Thereafter he was believed to have hijacked the State apparatus of PDP in Ekiti State when he teamed up with Olubolade to send members loyal to former governor Segun Oni packing.
Since he lived in Ekiti, Fayose consolidated his support base by embarking on marathon ward and local government tours where he fraternized with his supporters and prepare them for the task ahead. This singular efforts earned him chains of endorsement by stakeholders, including ex -party chairmen in the state. He, however, had a collision with the State Chairman, Makanjuola Ogundipe, who announced his indefinite suspension over certain issues but the Suspension was over-ruled by the national secretariat.
Aspirants remain belligerent
Meanwhile, the aggrieved former aspirants have vowed to stop Fayose from flying the flag of the party
Addressing their supporters at the campaign office of Abiodun Aluko in Ado-Ekiti, they urged the national leadership of the party to declare the exercise null and void and of no effect.
According to Senator Gbenga Aluko, who spoke on their behalf, a number of anomalies trailed the exercise. Hear him: “First is the eligibility of former Governor Ayo Fayose to contest. He is not a bona fide member of our party, the PDP. Legally, he cannot contest the primary and we are in court over that.
“Also, the ward delegate congress conducted last Wednesday was seriously skewed in favour of Fayose. In five local governments including Ikere, Ado, Gboyin, Emure. Ise/Orun and Efon, no congress took place and results were compiled for those areas.
“Apart from that, the other places where the election held, there were electoral malpractices such as snatching of electoral materials. Since July last year, the leadership of the party, including President Goodluck Jonathan have been harping on the need for consensus to avoid acrimony.

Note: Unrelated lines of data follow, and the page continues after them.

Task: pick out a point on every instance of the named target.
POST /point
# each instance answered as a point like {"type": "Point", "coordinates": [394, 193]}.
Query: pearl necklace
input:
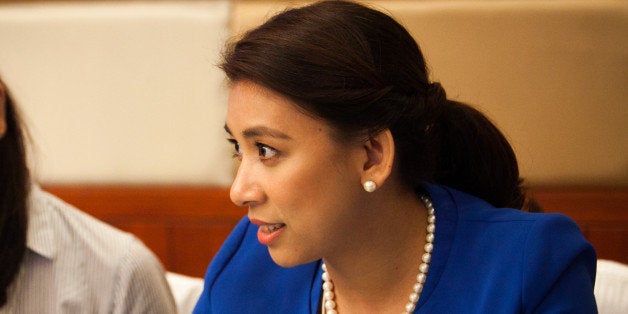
{"type": "Point", "coordinates": [329, 305]}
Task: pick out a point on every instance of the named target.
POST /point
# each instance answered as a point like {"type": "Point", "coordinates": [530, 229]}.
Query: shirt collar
{"type": "Point", "coordinates": [40, 233]}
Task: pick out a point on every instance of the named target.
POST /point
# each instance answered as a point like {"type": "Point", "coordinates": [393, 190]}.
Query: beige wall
{"type": "Point", "coordinates": [551, 74]}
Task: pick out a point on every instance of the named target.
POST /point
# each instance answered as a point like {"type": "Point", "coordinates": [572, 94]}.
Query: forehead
{"type": "Point", "coordinates": [252, 105]}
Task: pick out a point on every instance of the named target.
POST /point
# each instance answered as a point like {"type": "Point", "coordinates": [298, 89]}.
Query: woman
{"type": "Point", "coordinates": [55, 258]}
{"type": "Point", "coordinates": [369, 191]}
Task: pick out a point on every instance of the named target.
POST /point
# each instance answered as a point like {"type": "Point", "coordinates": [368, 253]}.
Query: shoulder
{"type": "Point", "coordinates": [115, 267]}
{"type": "Point", "coordinates": [541, 259]}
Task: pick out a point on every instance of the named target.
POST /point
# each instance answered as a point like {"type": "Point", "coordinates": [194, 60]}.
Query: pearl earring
{"type": "Point", "coordinates": [369, 186]}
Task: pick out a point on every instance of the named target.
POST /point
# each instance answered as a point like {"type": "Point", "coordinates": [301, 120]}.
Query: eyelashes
{"type": "Point", "coordinates": [264, 151]}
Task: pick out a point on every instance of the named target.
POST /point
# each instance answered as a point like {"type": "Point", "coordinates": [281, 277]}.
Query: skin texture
{"type": "Point", "coordinates": [293, 173]}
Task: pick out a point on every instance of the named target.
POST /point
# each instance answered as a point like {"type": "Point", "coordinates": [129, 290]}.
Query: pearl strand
{"type": "Point", "coordinates": [329, 305]}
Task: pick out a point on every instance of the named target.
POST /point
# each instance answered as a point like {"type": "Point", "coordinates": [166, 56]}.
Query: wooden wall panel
{"type": "Point", "coordinates": [186, 225]}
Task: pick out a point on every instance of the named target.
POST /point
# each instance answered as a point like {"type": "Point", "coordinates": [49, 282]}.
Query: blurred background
{"type": "Point", "coordinates": [126, 106]}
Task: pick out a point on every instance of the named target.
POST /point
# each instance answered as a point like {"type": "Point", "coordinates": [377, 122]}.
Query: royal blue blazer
{"type": "Point", "coordinates": [485, 260]}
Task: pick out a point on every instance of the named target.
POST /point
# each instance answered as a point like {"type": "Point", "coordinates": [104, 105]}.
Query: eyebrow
{"type": "Point", "coordinates": [260, 131]}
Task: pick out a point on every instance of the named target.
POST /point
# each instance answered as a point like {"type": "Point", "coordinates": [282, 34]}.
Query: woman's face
{"type": "Point", "coordinates": [301, 186]}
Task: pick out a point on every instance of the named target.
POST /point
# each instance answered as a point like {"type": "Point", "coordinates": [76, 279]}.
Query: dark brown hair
{"type": "Point", "coordinates": [14, 191]}
{"type": "Point", "coordinates": [362, 72]}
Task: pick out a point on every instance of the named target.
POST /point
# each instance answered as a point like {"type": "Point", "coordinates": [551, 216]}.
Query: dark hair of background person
{"type": "Point", "coordinates": [362, 72]}
{"type": "Point", "coordinates": [14, 191]}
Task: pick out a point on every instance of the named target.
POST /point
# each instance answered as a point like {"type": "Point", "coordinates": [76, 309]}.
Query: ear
{"type": "Point", "coordinates": [380, 152]}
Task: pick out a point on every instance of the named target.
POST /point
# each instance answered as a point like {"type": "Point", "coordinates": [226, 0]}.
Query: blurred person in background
{"type": "Point", "coordinates": [369, 191]}
{"type": "Point", "coordinates": [55, 258]}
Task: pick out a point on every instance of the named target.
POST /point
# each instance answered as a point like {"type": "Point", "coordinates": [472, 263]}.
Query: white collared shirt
{"type": "Point", "coordinates": [77, 264]}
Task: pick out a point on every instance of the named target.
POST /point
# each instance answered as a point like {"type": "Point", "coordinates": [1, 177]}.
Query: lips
{"type": "Point", "coordinates": [268, 232]}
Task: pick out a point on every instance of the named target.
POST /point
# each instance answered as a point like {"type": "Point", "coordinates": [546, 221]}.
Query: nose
{"type": "Point", "coordinates": [245, 190]}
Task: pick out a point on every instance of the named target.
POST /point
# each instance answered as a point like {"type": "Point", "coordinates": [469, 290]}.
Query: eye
{"type": "Point", "coordinates": [266, 152]}
{"type": "Point", "coordinates": [237, 153]}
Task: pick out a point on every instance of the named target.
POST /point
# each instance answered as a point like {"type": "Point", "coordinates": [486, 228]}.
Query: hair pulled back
{"type": "Point", "coordinates": [13, 196]}
{"type": "Point", "coordinates": [360, 71]}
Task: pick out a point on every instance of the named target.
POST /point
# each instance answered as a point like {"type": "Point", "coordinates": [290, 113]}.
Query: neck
{"type": "Point", "coordinates": [379, 270]}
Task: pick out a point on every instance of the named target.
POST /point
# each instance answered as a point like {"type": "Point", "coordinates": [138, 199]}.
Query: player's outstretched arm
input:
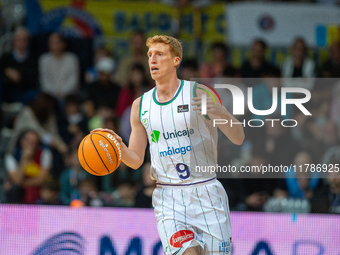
{"type": "Point", "coordinates": [132, 156]}
{"type": "Point", "coordinates": [235, 132]}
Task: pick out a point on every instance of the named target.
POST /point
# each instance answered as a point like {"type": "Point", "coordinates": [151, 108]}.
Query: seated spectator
{"type": "Point", "coordinates": [327, 199]}
{"type": "Point", "coordinates": [334, 192]}
{"type": "Point", "coordinates": [103, 91]}
{"type": "Point", "coordinates": [218, 63]}
{"type": "Point", "coordinates": [49, 194]}
{"type": "Point", "coordinates": [137, 56]}
{"type": "Point", "coordinates": [28, 168]}
{"type": "Point", "coordinates": [89, 193]}
{"type": "Point", "coordinates": [331, 68]}
{"type": "Point", "coordinates": [70, 179]}
{"type": "Point", "coordinates": [124, 195]}
{"type": "Point", "coordinates": [59, 70]}
{"type": "Point", "coordinates": [101, 114]}
{"type": "Point", "coordinates": [138, 84]}
{"type": "Point", "coordinates": [263, 93]}
{"type": "Point", "coordinates": [91, 74]}
{"type": "Point", "coordinates": [19, 70]}
{"type": "Point", "coordinates": [40, 117]}
{"type": "Point", "coordinates": [302, 183]}
{"type": "Point", "coordinates": [72, 124]}
{"type": "Point", "coordinates": [256, 190]}
{"type": "Point", "coordinates": [188, 69]}
{"type": "Point", "coordinates": [299, 65]}
{"type": "Point", "coordinates": [144, 194]}
{"type": "Point", "coordinates": [257, 64]}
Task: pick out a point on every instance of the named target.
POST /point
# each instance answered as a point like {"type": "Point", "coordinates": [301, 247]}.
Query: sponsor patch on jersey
{"type": "Point", "coordinates": [180, 237]}
{"type": "Point", "coordinates": [183, 108]}
{"type": "Point", "coordinates": [145, 123]}
{"type": "Point", "coordinates": [225, 247]}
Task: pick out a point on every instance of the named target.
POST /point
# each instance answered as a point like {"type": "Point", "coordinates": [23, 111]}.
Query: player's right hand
{"type": "Point", "coordinates": [108, 131]}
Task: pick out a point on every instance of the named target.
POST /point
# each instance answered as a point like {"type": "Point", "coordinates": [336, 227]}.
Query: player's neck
{"type": "Point", "coordinates": [166, 89]}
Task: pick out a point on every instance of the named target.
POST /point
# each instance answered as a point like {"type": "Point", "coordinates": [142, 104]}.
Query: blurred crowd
{"type": "Point", "coordinates": [49, 103]}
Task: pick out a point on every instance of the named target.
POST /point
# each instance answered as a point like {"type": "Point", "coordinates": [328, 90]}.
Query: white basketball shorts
{"type": "Point", "coordinates": [196, 215]}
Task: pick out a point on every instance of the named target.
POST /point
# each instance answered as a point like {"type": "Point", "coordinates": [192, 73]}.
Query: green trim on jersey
{"type": "Point", "coordinates": [185, 212]}
{"type": "Point", "coordinates": [165, 103]}
{"type": "Point", "coordinates": [140, 108]}
{"type": "Point", "coordinates": [194, 89]}
{"type": "Point", "coordinates": [166, 175]}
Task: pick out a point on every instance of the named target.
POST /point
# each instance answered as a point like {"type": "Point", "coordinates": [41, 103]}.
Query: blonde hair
{"type": "Point", "coordinates": [175, 46]}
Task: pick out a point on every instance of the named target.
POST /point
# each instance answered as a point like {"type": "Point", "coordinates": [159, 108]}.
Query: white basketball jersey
{"type": "Point", "coordinates": [182, 143]}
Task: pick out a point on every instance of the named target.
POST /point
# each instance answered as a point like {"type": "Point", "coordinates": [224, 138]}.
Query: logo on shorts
{"type": "Point", "coordinates": [180, 237]}
{"type": "Point", "coordinates": [224, 247]}
{"type": "Point", "coordinates": [183, 108]}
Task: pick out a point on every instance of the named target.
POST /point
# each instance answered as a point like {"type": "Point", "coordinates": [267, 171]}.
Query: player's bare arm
{"type": "Point", "coordinates": [132, 156]}
{"type": "Point", "coordinates": [235, 132]}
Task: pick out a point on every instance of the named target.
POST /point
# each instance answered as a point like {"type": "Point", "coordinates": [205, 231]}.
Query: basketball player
{"type": "Point", "coordinates": [191, 207]}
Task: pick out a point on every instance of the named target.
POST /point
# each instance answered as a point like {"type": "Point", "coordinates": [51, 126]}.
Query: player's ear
{"type": "Point", "coordinates": [177, 61]}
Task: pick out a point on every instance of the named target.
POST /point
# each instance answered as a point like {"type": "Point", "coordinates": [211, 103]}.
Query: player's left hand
{"type": "Point", "coordinates": [217, 110]}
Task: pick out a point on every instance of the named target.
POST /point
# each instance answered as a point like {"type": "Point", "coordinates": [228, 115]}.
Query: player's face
{"type": "Point", "coordinates": [161, 62]}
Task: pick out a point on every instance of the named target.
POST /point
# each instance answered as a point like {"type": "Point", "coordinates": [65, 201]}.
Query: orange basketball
{"type": "Point", "coordinates": [100, 153]}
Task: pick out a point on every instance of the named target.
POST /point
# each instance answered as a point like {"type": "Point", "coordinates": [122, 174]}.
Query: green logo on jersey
{"type": "Point", "coordinates": [155, 136]}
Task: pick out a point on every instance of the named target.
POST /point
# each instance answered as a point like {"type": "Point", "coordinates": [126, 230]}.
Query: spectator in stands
{"type": "Point", "coordinates": [28, 168]}
{"type": "Point", "coordinates": [144, 195]}
{"type": "Point", "coordinates": [298, 64]}
{"type": "Point", "coordinates": [71, 178]}
{"type": "Point", "coordinates": [49, 194]}
{"type": "Point", "coordinates": [257, 64]}
{"type": "Point", "coordinates": [327, 198]}
{"type": "Point", "coordinates": [59, 70]}
{"type": "Point", "coordinates": [255, 189]}
{"type": "Point", "coordinates": [124, 195]}
{"type": "Point", "coordinates": [103, 91]}
{"type": "Point", "coordinates": [138, 56]}
{"type": "Point", "coordinates": [329, 135]}
{"type": "Point", "coordinates": [72, 124]}
{"type": "Point", "coordinates": [331, 68]}
{"type": "Point", "coordinates": [92, 74]}
{"type": "Point", "coordinates": [302, 183]}
{"type": "Point", "coordinates": [334, 191]}
{"type": "Point", "coordinates": [89, 193]}
{"type": "Point", "coordinates": [137, 85]}
{"type": "Point", "coordinates": [218, 64]}
{"type": "Point", "coordinates": [263, 93]}
{"type": "Point", "coordinates": [19, 70]}
{"type": "Point", "coordinates": [188, 69]}
{"type": "Point", "coordinates": [40, 116]}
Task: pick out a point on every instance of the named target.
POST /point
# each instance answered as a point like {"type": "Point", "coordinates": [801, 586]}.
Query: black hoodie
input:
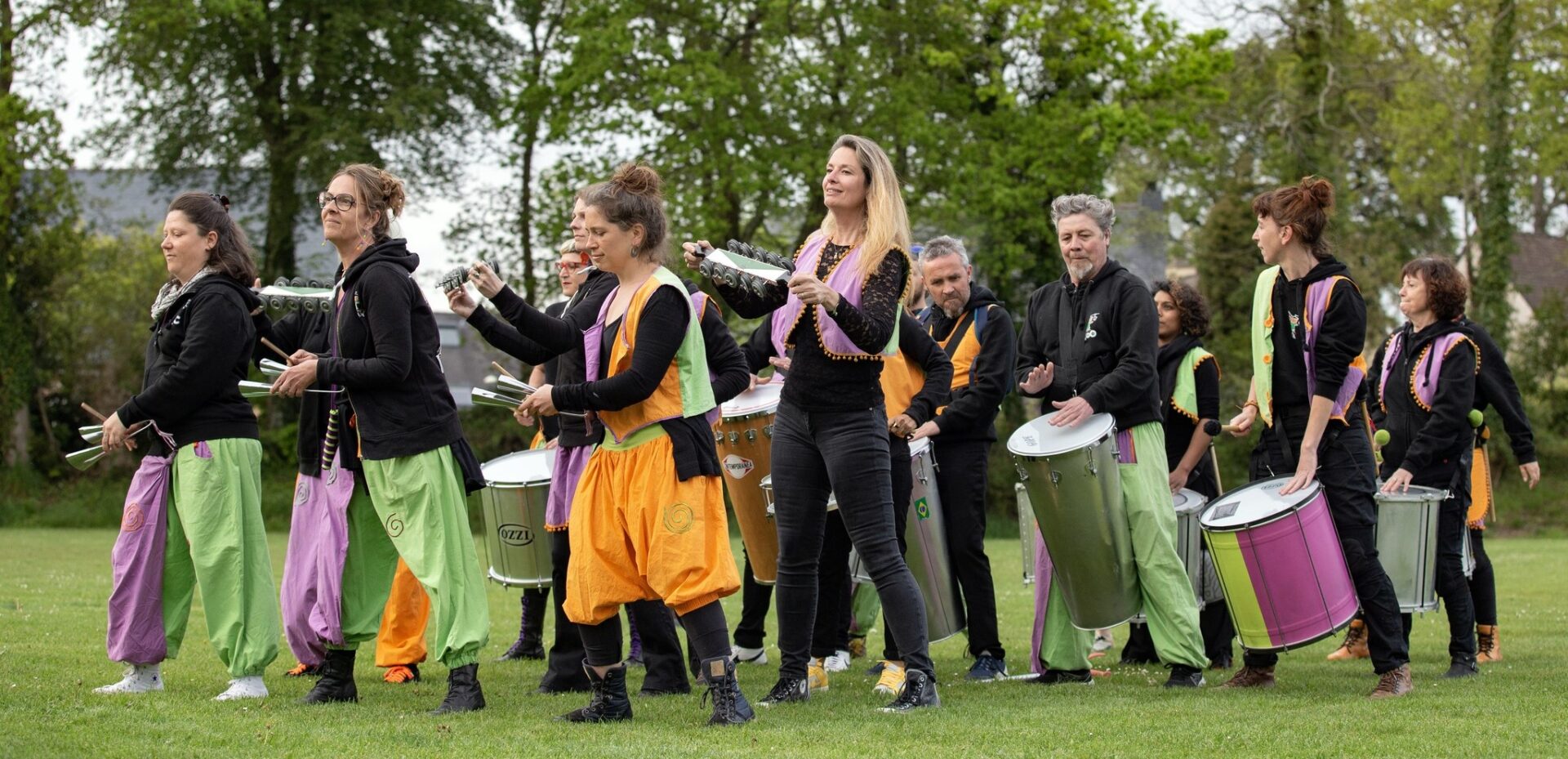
{"type": "Point", "coordinates": [1339, 337]}
{"type": "Point", "coordinates": [390, 358]}
{"type": "Point", "coordinates": [978, 395]}
{"type": "Point", "coordinates": [1102, 337]}
{"type": "Point", "coordinates": [1428, 443]}
{"type": "Point", "coordinates": [198, 353]}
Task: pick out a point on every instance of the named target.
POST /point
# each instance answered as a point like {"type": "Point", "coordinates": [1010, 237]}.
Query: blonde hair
{"type": "Point", "coordinates": [886, 221]}
{"type": "Point", "coordinates": [380, 190]}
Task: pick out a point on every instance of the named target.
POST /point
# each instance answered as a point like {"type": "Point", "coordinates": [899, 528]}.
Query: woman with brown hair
{"type": "Point", "coordinates": [414, 458]}
{"type": "Point", "coordinates": [204, 467]}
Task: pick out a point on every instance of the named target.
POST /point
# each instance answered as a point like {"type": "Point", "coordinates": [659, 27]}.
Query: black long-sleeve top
{"type": "Point", "coordinates": [196, 356]}
{"type": "Point", "coordinates": [971, 414]}
{"type": "Point", "coordinates": [1102, 337]}
{"type": "Point", "coordinates": [1426, 443]}
{"type": "Point", "coordinates": [1341, 336]}
{"type": "Point", "coordinates": [1496, 388]}
{"type": "Point", "coordinates": [821, 382]}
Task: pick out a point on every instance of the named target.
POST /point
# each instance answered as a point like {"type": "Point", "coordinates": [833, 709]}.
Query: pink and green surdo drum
{"type": "Point", "coordinates": [1280, 564]}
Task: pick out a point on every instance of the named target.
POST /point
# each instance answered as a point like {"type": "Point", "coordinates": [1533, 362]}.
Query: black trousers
{"type": "Point", "coordinates": [755, 601]}
{"type": "Point", "coordinates": [961, 484]}
{"type": "Point", "coordinates": [845, 453]}
{"type": "Point", "coordinates": [1349, 479]}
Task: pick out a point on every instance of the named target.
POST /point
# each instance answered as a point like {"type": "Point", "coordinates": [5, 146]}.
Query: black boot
{"type": "Point", "coordinates": [463, 690]}
{"type": "Point", "coordinates": [729, 703]}
{"type": "Point", "coordinates": [337, 680]}
{"type": "Point", "coordinates": [608, 701]}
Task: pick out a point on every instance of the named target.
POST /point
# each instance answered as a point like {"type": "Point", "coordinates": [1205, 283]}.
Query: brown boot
{"type": "Point", "coordinates": [1487, 643]}
{"type": "Point", "coordinates": [1355, 645]}
{"type": "Point", "coordinates": [1250, 678]}
{"type": "Point", "coordinates": [1392, 684]}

“You can see what happened today, it was only this Fayose who opposed the consensus method and we are going to see what happens next. We are calling on President Goodluck Jonathan and well-meaning PDP leaders to right the wrong that has been done.”
In his remark, a former Senator who represented Ekiti North, Ayo Arise, decried an alleged shoddy manner in which the Ward Congress was conducted. According to him, the event witnessed hijacking of electoral materials and compilation of fictitious list of delegates by the committee, assuring that the party members would resist the committee from smuggling fictitious names into the delegate lists.
“Anything short of a fair process will not be acceptable in Ekiti. Ekiti is the most educated State in Nigeria. We know what we are doing and we know where we are going. Nobody can come to Ekiti and start behaving like an emperor. We will use all legitimate means to fight for our rights. We won’t care writing a petition to President, Goodluck Jonathan. So it is either they do what is right if they know that the person they are supporting is popular or postpone the primaries.”
Meanwhile, the Ekiti State Governor, Dr. Kayode Fayemi, has said the struggle over who emerges the candidate of the Peoples Democratic Party in the state is intense because the opposition party is planning to return to power to loot the state treasury. The governor said this in a statement made available to our correspondent on Saturday. He said the PDP, which ruled the state for over six years plundered it and unleashed terror on the people.
The statement read: “The confusion in the PDP is so incurable that it does not know what it wants. While some are agitating for consensus, others are haggling over primaries. Seeing the heavy security at its state secretariat in Ado-Ekiti on Wednesday on the day of its highly controversial ward delegates’ congress, the question on every Ekiti person’s lips is why the PDP cannot settle anything without guns, knives or other dangerous weapons?”